Narrative

Narrative

Peter Cain working on a painting from the 500 SL series, 270 Bowery, 1992
Photograph by Frank Camarda

Peter Cain (September 26, 1959 – January 5, 1997) was born in Orange, New Jersey. He moved to New York to attend art school in 1977 and lived there until his death, of a cerebral hemorrhage, twenty years later. He was only thirty-seven at the time, but the artistic legacy he left behind is all the more powerful for its brevity.

 

In the late 1980s Cain started the paintings for which he first became known: automobiles, ranging from classic muscle cars to late-model sedans, distorted into hallucinatory new forms. Painted with care and precision, their gleaming surfaces intensify the seductiveness of the advertising images on which they were based.

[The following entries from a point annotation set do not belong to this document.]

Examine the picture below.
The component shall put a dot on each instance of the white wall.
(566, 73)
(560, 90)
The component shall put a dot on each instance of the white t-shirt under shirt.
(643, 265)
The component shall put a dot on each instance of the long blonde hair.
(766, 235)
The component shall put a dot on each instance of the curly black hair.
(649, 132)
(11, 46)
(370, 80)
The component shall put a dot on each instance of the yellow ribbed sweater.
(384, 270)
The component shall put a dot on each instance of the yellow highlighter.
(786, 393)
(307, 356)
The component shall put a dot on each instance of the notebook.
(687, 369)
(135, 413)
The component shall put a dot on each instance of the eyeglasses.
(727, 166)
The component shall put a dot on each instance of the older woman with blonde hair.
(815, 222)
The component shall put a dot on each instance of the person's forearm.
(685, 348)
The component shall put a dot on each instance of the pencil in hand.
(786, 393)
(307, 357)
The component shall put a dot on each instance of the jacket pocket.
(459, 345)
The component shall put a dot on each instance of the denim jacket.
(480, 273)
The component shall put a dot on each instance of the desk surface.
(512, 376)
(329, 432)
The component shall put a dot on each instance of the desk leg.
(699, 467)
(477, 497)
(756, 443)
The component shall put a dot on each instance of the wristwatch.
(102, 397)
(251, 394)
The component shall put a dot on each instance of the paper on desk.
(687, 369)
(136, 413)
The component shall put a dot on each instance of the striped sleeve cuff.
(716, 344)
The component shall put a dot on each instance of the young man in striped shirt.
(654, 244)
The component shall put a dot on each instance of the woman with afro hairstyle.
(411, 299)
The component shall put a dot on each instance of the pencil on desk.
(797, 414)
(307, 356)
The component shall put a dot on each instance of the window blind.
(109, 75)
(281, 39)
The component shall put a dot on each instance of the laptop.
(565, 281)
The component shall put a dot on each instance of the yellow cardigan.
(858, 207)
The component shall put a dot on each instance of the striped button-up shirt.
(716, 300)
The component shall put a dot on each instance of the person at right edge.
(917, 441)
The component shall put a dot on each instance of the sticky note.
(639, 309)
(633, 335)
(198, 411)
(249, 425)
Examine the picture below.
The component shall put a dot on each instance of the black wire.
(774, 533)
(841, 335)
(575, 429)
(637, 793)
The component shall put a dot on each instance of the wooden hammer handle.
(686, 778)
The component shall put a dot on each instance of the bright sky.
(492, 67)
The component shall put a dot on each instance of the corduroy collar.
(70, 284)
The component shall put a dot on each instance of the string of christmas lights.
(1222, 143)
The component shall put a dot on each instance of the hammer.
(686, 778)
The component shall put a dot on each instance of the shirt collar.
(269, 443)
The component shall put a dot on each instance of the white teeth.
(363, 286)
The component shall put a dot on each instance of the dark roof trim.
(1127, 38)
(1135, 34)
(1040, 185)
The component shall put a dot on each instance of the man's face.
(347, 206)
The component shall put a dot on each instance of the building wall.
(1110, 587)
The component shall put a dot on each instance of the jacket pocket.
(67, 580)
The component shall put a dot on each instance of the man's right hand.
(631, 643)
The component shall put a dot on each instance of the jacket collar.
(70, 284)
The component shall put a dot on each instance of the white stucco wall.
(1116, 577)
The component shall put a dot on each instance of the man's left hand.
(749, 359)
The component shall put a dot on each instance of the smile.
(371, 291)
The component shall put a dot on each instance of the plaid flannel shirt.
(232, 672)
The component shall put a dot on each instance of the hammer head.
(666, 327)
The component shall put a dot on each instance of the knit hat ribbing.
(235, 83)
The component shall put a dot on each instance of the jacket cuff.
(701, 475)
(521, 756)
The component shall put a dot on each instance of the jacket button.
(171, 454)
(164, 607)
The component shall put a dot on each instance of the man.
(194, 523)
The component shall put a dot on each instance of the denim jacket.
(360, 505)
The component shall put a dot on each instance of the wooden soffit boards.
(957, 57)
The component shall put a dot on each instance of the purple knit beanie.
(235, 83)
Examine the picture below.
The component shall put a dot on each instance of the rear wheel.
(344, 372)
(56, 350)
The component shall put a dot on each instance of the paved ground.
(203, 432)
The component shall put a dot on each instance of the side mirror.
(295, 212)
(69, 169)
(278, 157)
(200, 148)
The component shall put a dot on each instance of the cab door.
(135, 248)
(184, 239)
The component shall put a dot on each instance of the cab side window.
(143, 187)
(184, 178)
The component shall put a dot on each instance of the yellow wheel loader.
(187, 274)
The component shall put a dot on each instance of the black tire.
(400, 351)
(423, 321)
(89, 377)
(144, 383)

Klaus Kertess has called them “literal and figurative icons of autoeroticism.”

 

In 1995 Cain made a group of drawings and paintings based on three photographs of his boyfriend Sean. Part figure studies, part landscapes, they depict the subject’s reclining head, neck, and shoulders on a sandy beach. They were a departure from the car paintings, a development Peter Schjeldahl hailed as “the creation of a new high style able intelligently to capture intimate nuances of contemporary Eros on a public scale.”

 

The following year Cain began another body of work: paintings and drawings of Los Angeles gas stations and chain stores. Rendered with the same attention to detail as his other works, they omit all typography from the commercial landscape, a method of abstraction similar to the distortions of the car paintings. As Jerry Saltz pointed out, “Cain's great accomplishment is that, although all of his paintings derive from photographs, none of them picture the world as if seen through a lens.”

 

Peter Cain had his first one-person exhibition in 1989. His work was included in the 1993 and 1995 Whitney Biennials and has been exhibited at museums in Europe, Asia, and the United States. He has been represented by Matthew Marks Gallery since 1992.